How the portrait of a first-time homebuyer has changed since the stress test
The mortgage stress test, extended to uninsured mortgages in January 2018, has generated a diversity of opinions. Its proponents argue that the stress test has introduced financial discipline while not hurting prospective homebuyers. The discontents believe that the stress test has eroded the affordability of first-time homebuyers, some of whom have been forced to rent for more extended periods.
The recently released CMHC mortgage consumer survey helps unpack the arguments on the impact of the stress test. The CMHC surveyed 1,385 homebuyers across Canada who had undertaken a mortgage transaction in the past 18 months. This implies that some respondents reported on their mortgage-related experience from 2018.
An exciting feature of the survey is the distinction between first-time homebuyers, who constituted 47 per cent of the sample, and the repeat buyers representing the other 53 per cent.
The majority of the first-time homebuyers were 25 to 34 years old, compared to just 17 per cent of the repeat buyers. Also, singles accounted for almost one in four first-time homebuyers compared to one in 10 repeat buyers. Interestingly, 61 per cent of the respondents were female, suggesting an increase in home purchasing by women.
The homebuyers’ top concerns in 2019 were housing affordability, housing size and proximity to public transit. These concerns coincided with housing prices declining across Canada in 2018 as prices remained lower than the peak prices reached in either 2016 or 2017.
Many industry observers credited the stress test for the decline in prices and the erosion of housing affordability because homebuyers had to qualify at a mortgage rate approximately two percentage points higher than the contracted rate. The 2019 survey, though, presents a positive impression of the stress test among homebuyers.
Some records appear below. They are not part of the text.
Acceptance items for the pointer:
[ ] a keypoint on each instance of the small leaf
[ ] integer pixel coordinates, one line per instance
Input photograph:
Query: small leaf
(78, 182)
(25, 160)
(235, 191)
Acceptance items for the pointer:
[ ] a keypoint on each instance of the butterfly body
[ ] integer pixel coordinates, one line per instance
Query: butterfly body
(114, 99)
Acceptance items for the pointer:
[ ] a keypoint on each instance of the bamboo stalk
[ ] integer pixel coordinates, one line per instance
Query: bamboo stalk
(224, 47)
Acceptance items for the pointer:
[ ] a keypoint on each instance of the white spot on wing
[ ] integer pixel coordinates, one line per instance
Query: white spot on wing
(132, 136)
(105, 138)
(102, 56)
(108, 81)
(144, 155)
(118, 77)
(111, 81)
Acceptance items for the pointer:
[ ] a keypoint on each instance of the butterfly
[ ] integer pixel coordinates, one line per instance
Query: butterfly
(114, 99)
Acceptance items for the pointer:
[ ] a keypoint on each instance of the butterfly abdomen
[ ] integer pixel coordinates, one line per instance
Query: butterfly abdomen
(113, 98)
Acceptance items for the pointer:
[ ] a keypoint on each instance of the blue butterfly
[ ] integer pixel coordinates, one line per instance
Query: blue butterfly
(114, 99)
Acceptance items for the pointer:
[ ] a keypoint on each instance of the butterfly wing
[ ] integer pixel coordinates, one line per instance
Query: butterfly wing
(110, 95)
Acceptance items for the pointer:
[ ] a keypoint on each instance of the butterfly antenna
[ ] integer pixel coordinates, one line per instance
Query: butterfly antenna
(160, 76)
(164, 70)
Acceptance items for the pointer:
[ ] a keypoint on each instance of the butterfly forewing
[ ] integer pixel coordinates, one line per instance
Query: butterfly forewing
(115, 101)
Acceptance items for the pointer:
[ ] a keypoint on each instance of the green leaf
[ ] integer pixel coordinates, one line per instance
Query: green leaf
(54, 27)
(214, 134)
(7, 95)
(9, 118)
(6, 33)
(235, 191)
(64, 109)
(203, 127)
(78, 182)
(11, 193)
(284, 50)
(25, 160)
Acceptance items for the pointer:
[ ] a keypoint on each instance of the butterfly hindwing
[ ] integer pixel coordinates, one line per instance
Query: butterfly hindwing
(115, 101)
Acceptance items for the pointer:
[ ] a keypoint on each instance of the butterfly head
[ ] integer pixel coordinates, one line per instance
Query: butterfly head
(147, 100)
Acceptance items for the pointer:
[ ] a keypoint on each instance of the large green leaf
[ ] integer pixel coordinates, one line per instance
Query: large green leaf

The survey reported that 65 per cent of the buyers believed the stress test would “keep more Canadians from taking on a mortgage they can’t afford.” However, one in five homebuyers acquired a dwelling that did not meet their needs.
An interesting picture emerges when one compares the share of first-time homebuyers respondents in 2018 and 2019. The 2018 survey, completed in April 2018, interviewed 4,000 respondents who had undertaken a mortgage transaction in the past 12 months. This implies that most respondents in the 2018 survey would have reported on their homebuying experience before the stress test’s reach was broadened in January 2018.
Most homebuyers (56 per cent) in the 2018 survey were first-time homebuyers, but their share fell to 47 per cent in the 2019 survey. Could it be that a decline of 16 per cent in the share of first-time homebuyers in the 2019 survey was partially due to the stress-test-induced erosion of housing affordability?
Other statistics reported in the survey are indicative of the higher affordability burdens even when housing prices had declined from the peak observed earlier.
Consider that 22 per cent of first-time homebuyers reported renting for more than ten years in the 2018 survey. Their share jumped to 31 per cent in 2019. Hence, a much larger share of first-time homebuyers, who had purchased homes in 2018-19, reported renting for more than ten years to save for a house.
Another indicator of a shift in the demographics is the share of first-time homebuyers who had rented with family and friends before buying. Interestingly, the family- and friends-assisted cohort of first-time homebuyers jumped from 28 per cent in 2018 to 44 per cent in 2019. Similarly, those first-time homebuyers who rented on their own before buying a house declined from 39 per cent in 2018 to 23 per cent in 2019.
At the same time, no fewer than 76 per cent of the respondents reported that the changes related to the stress test “had little or no impact on their decision to buy a home.” However, of the remaining 24 per cent (one in four homebuyers) affected by the stress test, some compromises were needed on the path to homeownership. Most cut back on other expenses (60 per cent), relied more on their savings (59 per cent) or bought a smaller home (52 per cent).
Whereas 47 per cent of homebuyers affected by the stress test purchased a smaller or less expensive home in 2018, a much larger share of 61 per cent reported the same in 2019.
The increase in household debt burdens, primarily because of mortgage-related debt, is also reflected in the survey. Compared to 2018, when 19 per cent of buyers reported their debt being higher than expected, the share increased to 23 per cent in 2019. Of those struggling with making regular mortgage payments, 73 per cent cited the credit card debt as the reason.
The comparative stats further revealed that buyers with less than 20 per cent of the down payment increased in 2019 compared to 2018. Furthermore, the 2019 survey found a slight increase in the share of those “who didn’t have enough saved for a larger down payment.”
CMHC’s 2019 survey of homebuying offers valuable insights on how homebuying has changed over the past few years. Though the survey periods do not permit a strict before-and-after comparison of homebuying concerning the stress test, still the indicators reported suggest that in 2019, FTHB accounted for fewer homebuyers, comprised of a larger share of those who rented for more extended periods, and their savings increasingly fell short to qualify for a mortgage.